Schumer, by her own admission playing herself, is following the hard-drinking and philandering ways of her father (Colin Quinn), who’s in a nursing home with multiple sclerosis. Her younger sister (Brie Larson) has settled down with a dorky husband and an even dorkier stepson. Amy is holding down a writing job on a magazine when she gets the assignment from her boss (Tilda Swinton) to cover Dr. Aaron Connors and his new invention—a knee insert. They fall in love. Drama ensues.
The film’s adherence to the genre’s familiar beats verges on tedious, and the extra plotlines enlisted to buoy the central love story are either undercooked or preposterous, putting a lot of weight on the jokes to keep the film chugging along at an engaging pace. The script is credited to Schumer, but there seems to be a lot of the standard Apatow style riffing that devolves scenes into the setup-improv-exposition-improv-exit template that alternates between pleasingly familiar and grating, depending on the quality of the actors and the riffs. Notably, scenes revolving around non-actors are actually the funniest. Wrestler John Cena and basketball player LeBron James both show up in roles that are more than just cameos, and both demonstrate a gift for comedic timing. Even playing the same threadbare character type (big buff dude who turns out to be sensitive and nerdy), they anchor the most entertaining scenes in the movie. In general, most of the jokes here are pretty dire, although there is the major caveat that Trainwreck was absolutely killing the crowd at Doc, so hey, what do I know?

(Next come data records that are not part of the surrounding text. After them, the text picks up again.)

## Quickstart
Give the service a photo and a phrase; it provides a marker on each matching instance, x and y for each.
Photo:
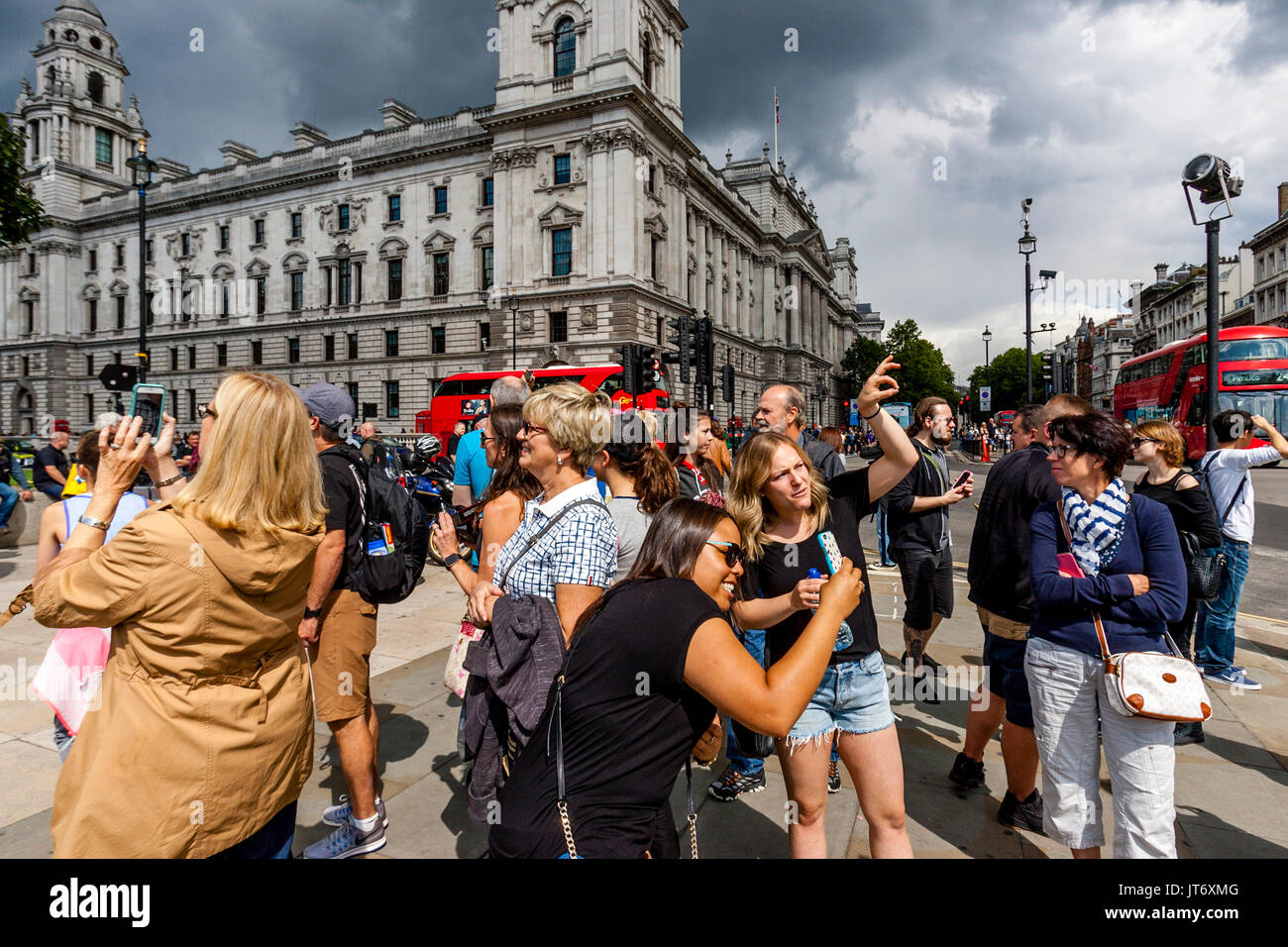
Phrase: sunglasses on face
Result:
(733, 552)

Trainwreck is fated to be shoved into the “unladylike women” genre along with Paul Feig’s Bridesmaids and the TV shows Broad City and Schumer’s own Inside Amy Schumer, a classification that’s more reflective of the male-dominated state of pop-culture than the qualities of the film. Still, Trainwreck may have tapped into a zeitgeist. After an introductory montage in which Schumer’s character gets into drunken misadventures and explains her rules for kicking dudes to the curb like a boss, one of the people sitting next to me remarked to her neighbor, “I hope the whole movie is just this, like she never changes.” I think that remark sums up the appeal here. It is undeniably refreshing to see Schumer fill the role of unrepentant, debauched lout classically dominated by men, but how far that sense of refreshment persists through the next two hours probably depends on you.